There's a fascinating case study documenting some outcomes of IDEO's new-ish division for built environments in this month's Metropolis. One proposition:
IDEO’s approach could be seen as a desperately needed fix to the broken instrument of urban planning, a way to energize a public process that too often skews places to the lowest common denominatorresonates with me, particularly as more planners and organizations jump on the "placemaking" bandwagon for marketing, with high gloss and little else to show for it.
IDEO's approach, in practice, risks being as simplistic as other lowest common denominator alternatives, (e.g., "Now that we've looked at what 18th and Vine needs for establishing itself as a viable neighborhood...how can we differentiate itself from other destinations to attract more people?") but immersion in the neighborhood - people, daily and weekly routines - is something I wish more design companies, planners and architects included, would commit to and incorporate. I mean, what proof does anyone really have that a community needs cafe tables with umbrellas over something else?
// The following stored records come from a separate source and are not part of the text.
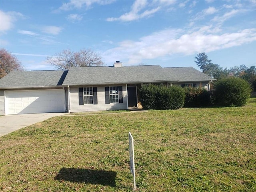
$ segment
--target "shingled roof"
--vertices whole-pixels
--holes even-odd
[[[72,67],[68,71],[13,71],[0,79],[0,88],[43,88],[62,85],[195,82],[214,80],[215,80],[191,67],[162,68],[160,65],[82,67]]]
[[[160,65],[71,67],[63,85],[102,85],[176,82]]]
[[[61,86],[68,71],[12,71],[0,79],[0,87],[22,88]]]
[[[216,80],[192,67],[164,68],[168,75],[179,82],[209,81]]]

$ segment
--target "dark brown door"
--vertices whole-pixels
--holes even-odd
[[[128,107],[137,107],[136,87],[127,87]]]

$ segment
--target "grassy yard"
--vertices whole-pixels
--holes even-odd
[[[244,107],[56,117],[0,138],[0,191],[256,191],[256,98]]]

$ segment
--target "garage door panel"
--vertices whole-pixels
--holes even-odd
[[[23,114],[65,111],[63,90],[6,91],[6,114]]]

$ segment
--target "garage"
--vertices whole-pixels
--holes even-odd
[[[64,112],[65,92],[62,89],[5,91],[5,114]]]

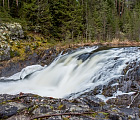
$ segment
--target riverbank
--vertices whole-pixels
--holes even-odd
[[[127,49],[133,53],[133,49]],[[134,51],[137,52],[139,49],[136,48]],[[48,49],[44,60],[55,52],[54,48]],[[37,59],[39,56],[35,55],[31,55],[31,60],[36,59],[34,63],[40,61]],[[113,58],[113,61],[117,59],[119,57]],[[23,62],[25,65],[27,61]],[[0,95],[0,119],[138,120],[140,118],[140,61],[134,59],[126,64],[121,77],[111,80],[106,85],[98,85],[95,89],[85,92],[75,99],[41,97],[22,93],[22,91],[17,95]],[[13,64],[13,70],[14,66],[15,64]]]

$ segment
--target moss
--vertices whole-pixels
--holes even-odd
[[[67,117],[63,117],[63,120],[69,120],[69,118],[67,118]]]
[[[50,108],[51,108],[52,110],[54,110],[54,107],[53,107],[53,106],[50,106]]]
[[[96,112],[94,112],[93,114],[92,114],[92,117],[96,117],[96,115],[97,115],[97,113]]]
[[[64,105],[59,105],[59,106],[58,106],[58,109],[61,110],[61,108],[62,108],[63,106],[64,106]]]

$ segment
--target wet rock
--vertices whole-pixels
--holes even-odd
[[[0,119],[8,118],[17,114],[18,108],[12,105],[1,105],[0,106]]]

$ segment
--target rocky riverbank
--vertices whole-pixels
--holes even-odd
[[[17,23],[2,24],[1,26],[3,27],[0,28],[0,77],[11,76],[29,65],[49,65],[61,51],[71,52],[78,47],[139,46],[138,42],[115,40],[45,48],[46,41],[42,41],[38,36],[33,37],[32,34],[26,36],[30,41],[25,42],[22,27]],[[102,49],[105,47],[98,50]],[[107,85],[99,85],[94,90],[72,100],[24,94],[22,91],[17,95],[1,94],[0,119],[139,120],[140,63],[137,60],[127,63],[122,75]]]
[[[27,61],[17,62],[17,66],[49,64],[57,54],[55,49],[46,50],[40,56],[34,53]],[[15,63],[10,64],[15,66]],[[40,118],[49,120],[139,120],[140,62],[135,60],[126,64],[122,72],[123,76],[112,80],[107,85],[99,85],[75,99],[69,99],[70,96],[67,99],[55,99],[22,92],[17,95],[0,95],[0,117],[8,120]],[[20,70],[22,65],[16,67]],[[9,66],[10,69],[11,66]],[[5,69],[3,75],[6,72],[8,69]],[[12,69],[9,74],[11,72]]]

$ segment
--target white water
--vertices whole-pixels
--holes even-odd
[[[140,59],[140,50],[129,47],[95,52],[84,62],[81,59],[78,60],[78,56],[91,53],[97,48],[94,46],[71,54],[60,55],[49,66],[27,67],[9,78],[13,80],[22,78],[21,80],[0,82],[0,94],[23,92],[63,98],[75,93],[74,97],[76,97],[122,76],[122,70],[127,62]],[[26,77],[26,74],[31,75]]]

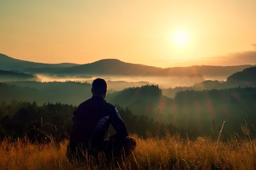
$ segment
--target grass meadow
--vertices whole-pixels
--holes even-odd
[[[65,140],[60,143],[32,144],[26,137],[15,142],[5,139],[0,145],[1,170],[253,170],[256,167],[256,140],[246,127],[243,137],[235,134],[227,142],[218,137],[182,138],[166,133],[164,137],[143,139],[131,135],[137,146],[118,162],[100,163],[90,159],[71,164],[66,157]]]

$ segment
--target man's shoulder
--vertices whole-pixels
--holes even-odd
[[[105,101],[106,102],[105,102],[105,105],[106,105],[106,106],[107,107],[108,107],[108,108],[109,108],[110,109],[115,109],[115,108],[116,108],[115,106],[114,106],[114,105],[112,105],[111,103],[108,102],[106,101],[105,100]]]

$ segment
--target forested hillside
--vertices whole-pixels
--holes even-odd
[[[22,137],[26,134],[31,139],[35,140],[38,134],[38,142],[43,140],[40,137],[43,135],[47,138],[45,142],[50,140],[49,136],[51,136],[59,141],[64,139],[71,132],[71,115],[76,108],[58,102],[38,106],[35,102],[13,100],[8,103],[2,101],[0,102],[0,139],[8,136]],[[178,131],[171,124],[164,124],[145,116],[135,116],[129,109],[124,109],[119,105],[117,108],[130,133],[146,138],[149,133],[163,136],[166,130],[172,134]],[[185,136],[183,130],[180,132]],[[109,133],[113,134],[114,132],[110,129]]]
[[[49,87],[38,89],[1,83],[0,93],[3,94],[0,101],[35,101],[39,105],[48,102],[77,105],[91,97],[91,85],[75,84],[83,87],[84,90],[81,91],[70,88],[70,85],[74,83],[48,83],[46,84]],[[187,90],[177,92],[172,99],[163,96],[157,86],[147,85],[110,94],[106,99],[124,108],[128,107],[134,115],[172,123],[179,128],[189,129],[200,135],[212,133],[211,129],[218,133],[218,127],[224,121],[226,121],[223,132],[226,137],[230,133],[239,133],[245,119],[248,125],[256,126],[253,120],[256,118],[255,88]]]

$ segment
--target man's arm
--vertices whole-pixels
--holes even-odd
[[[120,114],[116,109],[115,108],[109,116],[110,123],[116,130],[116,133],[109,138],[110,139],[125,138],[128,136],[127,130],[124,121],[121,119]]]

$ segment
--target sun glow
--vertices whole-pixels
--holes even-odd
[[[189,35],[187,32],[185,31],[177,31],[173,34],[172,40],[176,46],[184,47],[189,42]]]

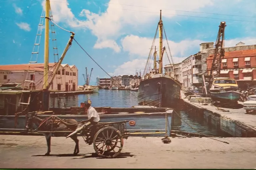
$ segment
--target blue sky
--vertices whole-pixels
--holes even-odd
[[[201,43],[215,42],[221,21],[226,22],[226,46],[240,41],[256,44],[255,0],[50,2],[55,22],[75,32],[76,40],[112,75],[134,74],[136,69],[143,72],[160,9],[175,62],[196,53]],[[0,0],[0,64],[29,62],[43,4],[42,0]],[[60,54],[70,34],[55,29]],[[38,62],[42,63],[44,36],[42,38]],[[51,49],[50,55],[50,62],[54,62]],[[168,64],[167,60],[164,63]],[[63,63],[77,67],[79,84],[84,83],[82,74],[86,67],[94,68],[92,84],[98,76],[108,77],[74,42]]]

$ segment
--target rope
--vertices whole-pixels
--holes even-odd
[[[75,41],[77,43],[77,44],[79,45],[79,46],[81,47],[81,48],[82,48],[82,49],[83,50],[83,51],[84,51],[85,52],[85,53],[86,53],[86,54],[89,56],[89,57],[90,57],[91,59],[92,59],[92,61],[93,61],[94,63],[95,63],[96,64],[97,64],[98,65],[98,66],[99,66],[100,67],[100,68],[103,71],[104,71],[106,74],[107,74],[107,75],[108,75],[109,77],[111,77],[111,76],[110,76],[109,74],[108,74],[108,73],[106,72],[106,71],[105,71],[104,69],[103,69],[102,68],[102,67],[100,67],[100,65],[99,65],[99,64],[97,63],[97,62],[95,61],[95,60],[94,60],[94,59],[93,59],[92,57],[91,57],[88,53],[87,53],[87,52],[85,51],[85,50],[84,49],[84,48],[83,48],[82,46],[81,46],[81,45],[78,43],[78,42],[77,42],[76,41],[76,39],[75,39],[74,38],[73,39],[73,40],[75,40]]]
[[[66,31],[67,32],[68,32],[70,33],[72,33],[73,32],[72,32],[72,31],[68,31],[68,30],[67,30],[64,28],[63,28],[61,27],[60,26],[59,26],[58,24],[56,24],[55,22],[54,22],[54,21],[53,21],[50,18],[48,18],[48,17],[45,17],[46,18],[47,18],[48,20],[50,20],[50,21],[51,21],[51,22],[52,22],[53,24],[54,24],[56,25],[56,26],[57,26],[57,27],[58,27],[58,28],[60,28],[62,30],[64,30],[64,31]]]

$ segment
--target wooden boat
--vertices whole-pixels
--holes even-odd
[[[172,109],[160,108],[110,108],[95,107],[99,112],[101,123],[114,122],[124,120],[129,121],[127,125],[127,131],[135,136],[164,136],[166,132],[166,122],[168,125],[168,132],[170,134],[171,117]],[[80,122],[87,120],[88,117],[85,115],[84,108],[82,108],[83,115],[67,114],[71,113],[71,108],[62,109],[64,115],[60,115],[60,109],[51,108],[52,111],[38,113],[38,115],[42,118],[46,118],[54,115],[62,119],[73,119]],[[72,108],[74,109],[74,108]],[[80,109],[80,108],[76,108]],[[15,116],[0,116],[0,131],[20,129],[24,130],[26,122],[26,117],[20,116],[17,117],[17,129],[14,129]],[[167,119],[166,119],[167,118]],[[131,122],[130,122],[131,121]]]
[[[134,88],[131,88],[131,89],[130,89],[131,91],[138,91],[138,89],[139,89],[138,87]]]
[[[118,85],[113,85],[111,87],[112,90],[118,90],[119,87]]]
[[[236,81],[225,77],[214,78],[210,93],[213,101],[225,102],[236,103],[241,95]]]

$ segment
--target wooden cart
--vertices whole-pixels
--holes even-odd
[[[128,121],[100,123],[93,127],[89,126],[81,132],[86,143],[93,144],[96,153],[100,156],[113,158],[121,152],[124,139],[127,139],[126,123]],[[92,130],[93,137],[89,136]],[[94,132],[93,132],[94,131]],[[94,133],[95,132],[95,133]]]

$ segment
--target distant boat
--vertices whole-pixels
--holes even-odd
[[[94,85],[83,85],[79,86],[77,89],[78,90],[89,90],[92,91],[93,93],[98,93],[99,92],[99,87]]]
[[[181,85],[175,79],[174,76],[172,77],[170,75],[169,75],[163,72],[162,56],[166,50],[165,47],[163,47],[162,46],[163,25],[161,12],[158,26],[159,28],[160,42],[159,55],[157,54],[156,47],[155,47],[154,69],[150,70],[149,73],[146,73],[148,70],[146,69],[144,72],[146,74],[144,76],[144,79],[140,82],[138,95],[138,105],[155,106],[158,107],[173,107],[180,101]],[[151,50],[149,56],[151,55],[152,52],[152,50]],[[157,55],[159,57],[158,61],[157,61]],[[148,61],[150,58],[151,58],[149,57]],[[159,63],[158,69],[157,68],[158,62]],[[150,62],[147,63],[145,68],[149,68],[148,64]]]
[[[137,88],[131,88],[130,89],[131,91],[138,91],[139,90],[139,88],[137,87]]]
[[[215,78],[210,91],[214,101],[237,103],[241,95],[236,81],[230,78]]]
[[[111,87],[111,89],[112,90],[118,90],[119,86],[118,85],[113,85]]]

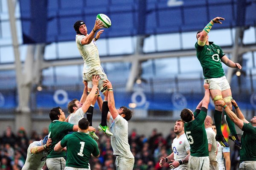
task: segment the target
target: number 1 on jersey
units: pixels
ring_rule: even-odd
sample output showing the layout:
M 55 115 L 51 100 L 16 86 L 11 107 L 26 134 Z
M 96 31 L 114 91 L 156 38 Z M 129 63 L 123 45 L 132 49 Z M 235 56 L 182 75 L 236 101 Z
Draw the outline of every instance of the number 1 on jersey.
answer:
M 79 156 L 84 156 L 84 154 L 83 154 L 83 150 L 84 150 L 84 142 L 80 142 L 80 144 L 81 144 L 81 147 L 80 147 L 80 150 L 79 153 L 77 153 L 77 154 Z

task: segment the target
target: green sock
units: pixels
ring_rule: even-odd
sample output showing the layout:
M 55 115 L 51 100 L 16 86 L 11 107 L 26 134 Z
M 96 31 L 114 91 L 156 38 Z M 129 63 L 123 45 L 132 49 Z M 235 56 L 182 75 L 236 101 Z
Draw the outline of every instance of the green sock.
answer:
M 222 117 L 222 112 L 217 110 L 214 110 L 214 122 L 216 126 L 216 131 L 217 134 L 216 136 L 223 136 L 221 131 L 221 118 Z
M 231 135 L 233 135 L 236 134 L 236 128 L 235 128 L 235 124 L 233 122 L 232 122 L 228 116 L 227 116 L 225 111 L 224 111 L 224 115 L 226 116 L 225 116 L 226 118 L 226 121 L 227 122 L 227 123 L 228 128 L 230 130 L 230 133 L 231 133 Z

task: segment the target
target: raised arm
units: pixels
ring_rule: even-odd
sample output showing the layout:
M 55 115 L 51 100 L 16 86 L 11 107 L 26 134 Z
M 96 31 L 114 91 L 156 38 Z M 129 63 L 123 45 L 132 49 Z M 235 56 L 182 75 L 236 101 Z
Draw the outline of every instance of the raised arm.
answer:
M 174 159 L 174 153 L 172 152 L 170 155 L 168 156 L 166 156 L 166 158 L 162 158 L 162 159 L 160 160 L 160 162 L 159 162 L 159 165 L 161 167 L 163 167 L 163 165 L 166 162 L 168 162 L 171 161 L 171 160 Z
M 103 24 L 102 21 L 100 20 L 96 20 L 95 21 L 95 24 L 94 24 L 93 29 L 91 32 L 87 36 L 86 36 L 81 41 L 81 44 L 83 45 L 90 44 L 93 40 L 97 31 L 99 29 L 103 28 Z M 101 32 L 103 30 L 102 30 Z
M 118 116 L 118 112 L 116 109 L 115 106 L 115 100 L 114 99 L 114 94 L 113 93 L 113 89 L 111 84 L 111 82 L 108 79 L 104 81 L 105 83 L 103 85 L 104 87 L 107 86 L 108 90 L 108 105 L 109 108 L 109 112 L 111 114 L 113 119 L 116 119 Z
M 224 152 L 223 156 L 226 162 L 226 170 L 230 170 L 230 153 Z
M 85 100 L 86 100 L 86 98 L 87 97 L 87 85 L 88 85 L 87 82 L 86 81 L 83 81 L 83 83 L 84 85 L 84 91 L 83 92 L 83 94 L 81 96 L 81 99 L 80 99 L 80 103 L 84 103 Z
M 202 100 L 202 107 L 204 107 L 208 109 L 208 105 L 210 102 L 210 91 L 209 90 L 209 84 L 204 83 L 204 87 L 205 91 L 204 92 L 204 96 Z
M 61 141 L 58 142 L 54 147 L 54 151 L 55 152 L 59 152 L 62 149 L 63 149 L 63 148 L 61 147 Z
M 84 113 L 85 113 L 88 110 L 89 107 L 92 104 L 94 97 L 95 97 L 95 94 L 98 90 L 98 84 L 99 84 L 99 76 L 93 76 L 93 86 L 92 89 L 90 94 L 86 98 L 86 100 L 82 106 L 82 110 Z
M 30 152 L 32 153 L 35 154 L 41 153 L 44 150 L 47 150 L 51 144 L 52 144 L 52 139 L 49 138 L 48 139 L 46 144 L 43 145 L 35 146 L 31 147 L 30 148 Z
M 214 104 L 218 106 L 220 106 L 223 108 L 225 110 L 225 111 L 227 114 L 227 116 L 230 118 L 231 120 L 235 123 L 236 125 L 241 129 L 243 128 L 244 125 L 244 122 L 239 119 L 232 111 L 230 110 L 228 107 L 227 106 L 227 105 L 224 102 L 223 100 L 218 100 L 214 102 Z
M 205 45 L 207 40 L 208 34 L 210 31 L 213 24 L 214 24 L 215 23 L 218 23 L 221 24 L 222 23 L 219 21 L 220 20 L 225 20 L 225 19 L 221 17 L 216 17 L 212 20 L 205 27 L 204 27 L 203 31 L 197 35 L 197 38 L 198 40 L 198 43 L 199 45 L 204 46 Z
M 247 120 L 246 120 L 244 118 L 244 116 L 243 114 L 243 113 L 241 111 L 241 110 L 240 110 L 240 108 L 238 107 L 238 105 L 236 103 L 236 101 L 235 101 L 235 100 L 231 100 L 231 103 L 232 103 L 232 105 L 233 105 L 233 106 L 234 106 L 235 108 L 235 109 L 236 110 L 236 116 L 237 116 L 239 119 L 242 120 L 244 123 L 249 123 L 249 122 L 247 121 Z
M 238 68 L 240 70 L 242 69 L 242 66 L 239 63 L 235 63 L 233 62 L 226 55 L 222 57 L 221 60 L 224 64 L 229 67 L 231 67 L 231 68 Z

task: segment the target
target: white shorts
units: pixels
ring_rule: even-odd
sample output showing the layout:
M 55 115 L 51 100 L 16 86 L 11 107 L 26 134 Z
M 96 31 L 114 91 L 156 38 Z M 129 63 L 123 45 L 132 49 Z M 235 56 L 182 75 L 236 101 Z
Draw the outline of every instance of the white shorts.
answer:
M 90 169 L 66 167 L 65 167 L 65 170 L 90 170 Z
M 46 159 L 46 165 L 49 170 L 64 170 L 66 167 L 66 160 L 63 157 L 48 158 Z
M 187 166 L 182 166 L 181 165 L 179 166 L 178 167 L 176 168 L 173 168 L 172 169 L 171 169 L 171 170 L 190 170 L 189 167 L 189 164 L 186 163 L 187 164 Z M 182 165 L 184 165 L 184 164 L 183 164 Z
M 88 88 L 92 88 L 93 85 L 92 79 L 93 75 L 97 75 L 100 77 L 100 79 L 99 80 L 98 88 L 102 93 L 104 93 L 105 91 L 106 91 L 106 89 L 104 89 L 104 90 L 103 90 L 104 88 L 103 88 L 103 84 L 104 84 L 103 80 L 107 79 L 108 77 L 107 77 L 106 74 L 105 74 L 103 69 L 101 66 L 93 68 L 90 72 L 90 73 L 83 73 L 83 80 L 87 82 L 88 83 L 87 87 Z
M 134 164 L 134 159 L 117 156 L 116 164 L 116 170 L 132 170 Z
M 222 91 L 230 88 L 229 83 L 225 76 L 220 78 L 205 79 L 204 83 L 208 83 L 209 89 L 211 90 L 219 90 Z
M 210 162 L 210 170 L 218 170 L 218 164 L 217 161 Z
M 191 170 L 209 170 L 210 159 L 209 156 L 195 157 L 190 155 L 189 165 Z
M 239 170 L 256 170 L 256 161 L 244 161 L 239 165 Z

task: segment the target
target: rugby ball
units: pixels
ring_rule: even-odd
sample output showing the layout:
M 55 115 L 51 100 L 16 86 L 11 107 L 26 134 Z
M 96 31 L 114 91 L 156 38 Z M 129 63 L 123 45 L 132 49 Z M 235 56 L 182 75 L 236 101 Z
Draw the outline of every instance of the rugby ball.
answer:
M 107 15 L 103 14 L 99 14 L 96 17 L 96 20 L 100 20 L 103 23 L 103 27 L 108 28 L 111 26 L 111 20 Z

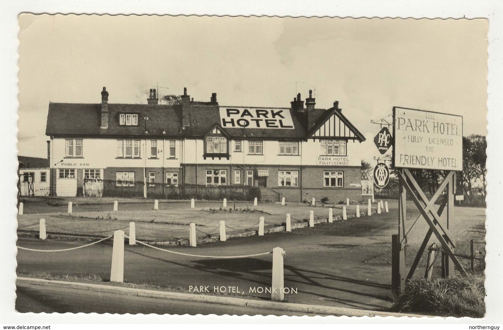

In the end, suggestions like those smack of paternalism when it is offered without ethnographic research to back it up.
The problem is that words like "community input" and now even in some ways "placemaking" are now political terms used to either sell a new development or deflect potential conflict from the community, rather than really keeping an eye on the overarching purpose for an upgraded or new design. That purpose is still pretty simple: a good place that people want to use, though it sure is hard to get there.